The notebook version of this idea keeps the environment small enough to inspect by hand. If a concept is unclear, compute it first in the chain MDP and only then move to neural approximators.

3.4 Advantage functions

Purpose. Advantage functions focuses on why Aπ(s,a)=Qπ(s,a)Vπ(s)A^\pi(s,a)=Q^\pi(s,a)-V^\pi(s) reduces variance. This is not optional vocabulary: it determines which variables are random, which distribution creates the data, and which recursive target is valid.

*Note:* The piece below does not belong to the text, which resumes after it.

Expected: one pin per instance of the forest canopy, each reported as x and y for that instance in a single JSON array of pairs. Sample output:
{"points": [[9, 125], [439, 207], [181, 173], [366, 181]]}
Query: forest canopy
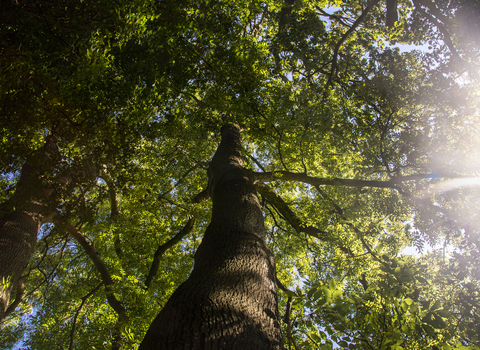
{"points": [[360, 123]]}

θJ(θ)=Eπθ[θlogπθ(AtSt)Aπθ(St,At)].\nabla_\theta J(\theta)=\mathbb{E}_{\pi_\theta}\left[\nabla_\theta\log\pi_\theta(A_t\mid S_t)A^{\pi_\theta}(S_t,A_t)\right].

Operational definition.

Function approximation replaces tables with parameterized models so the agent can generalize across large state spaces.

Worked reading.

Deep RL is powerful because neural networks share statistical strength, but unstable because approximate bootstrapping can amplify errors.

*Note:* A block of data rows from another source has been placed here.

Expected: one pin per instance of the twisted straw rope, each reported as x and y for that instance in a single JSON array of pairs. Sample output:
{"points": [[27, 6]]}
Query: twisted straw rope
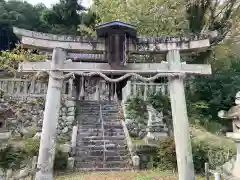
{"points": [[125, 76]]}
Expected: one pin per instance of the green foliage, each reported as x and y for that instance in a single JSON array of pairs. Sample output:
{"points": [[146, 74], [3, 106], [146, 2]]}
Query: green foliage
{"points": [[162, 104], [216, 92], [60, 162], [10, 157], [166, 156], [136, 111], [9, 60], [203, 151], [152, 17], [30, 148]]}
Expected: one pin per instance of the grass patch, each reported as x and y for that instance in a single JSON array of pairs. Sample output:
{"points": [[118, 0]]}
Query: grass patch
{"points": [[131, 175]]}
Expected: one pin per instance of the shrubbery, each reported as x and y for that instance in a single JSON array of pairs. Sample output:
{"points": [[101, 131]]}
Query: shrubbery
{"points": [[14, 157]]}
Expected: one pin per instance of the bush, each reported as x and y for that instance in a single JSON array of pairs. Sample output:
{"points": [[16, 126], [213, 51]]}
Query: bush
{"points": [[31, 148], [10, 157], [166, 155], [202, 152]]}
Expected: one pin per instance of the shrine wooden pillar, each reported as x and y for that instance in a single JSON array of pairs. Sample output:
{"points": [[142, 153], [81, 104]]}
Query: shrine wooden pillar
{"points": [[50, 119], [180, 119]]}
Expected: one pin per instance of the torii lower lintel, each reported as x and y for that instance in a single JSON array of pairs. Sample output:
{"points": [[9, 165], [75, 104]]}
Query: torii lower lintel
{"points": [[141, 68]]}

ObjectMathematical roleML interpretation
S\mathcal{S}state spacetask context, simulator state, dialogue state
A\mathcal{A}action spacemoves, controls, generated tokens, tool choices
P(ss,a)P(s'\mid s,a)transition kernelenvironment dynamics or next-context distribution
r(s,a,s)r(s,a,s')reward functionscalar training signal, preference score, task score
π(as)\pi(a\mid s)policybehavior rule or neural action distribution
Vπ,QπV^\pi,Q^\pivalue functionsestimates of future performance

Examples:

  1. DQN target networks.
  2. experience replay.
  3. critic networks.

Non-examples:

  1. exact dynamic programming in a tiny known MDP.
  2. memorizing every state-action value in a table.

Derivation habit.

  1. State whether the policy is fixed, greedy-improved, or being optimized.
  2. Write the return or Bellman target before writing code.
  3. Identify whether the target is sampled, model-based, bootstrapped, or exact.
  4. Check whether the data are on-policy or off-policy.
  5. Mask terminal states so that value is not propagated beyond the episode.

Implementation lens.

In a small tabular MDP, every object can be printed: transition matrices, reward vectors, value arrays, and greedy actions. In a deep RL system, the same objects exist but are represented by neural networks, replay buffers, sampled rollouts, and approximate losses. The names should not change just because the implementation becomes larger.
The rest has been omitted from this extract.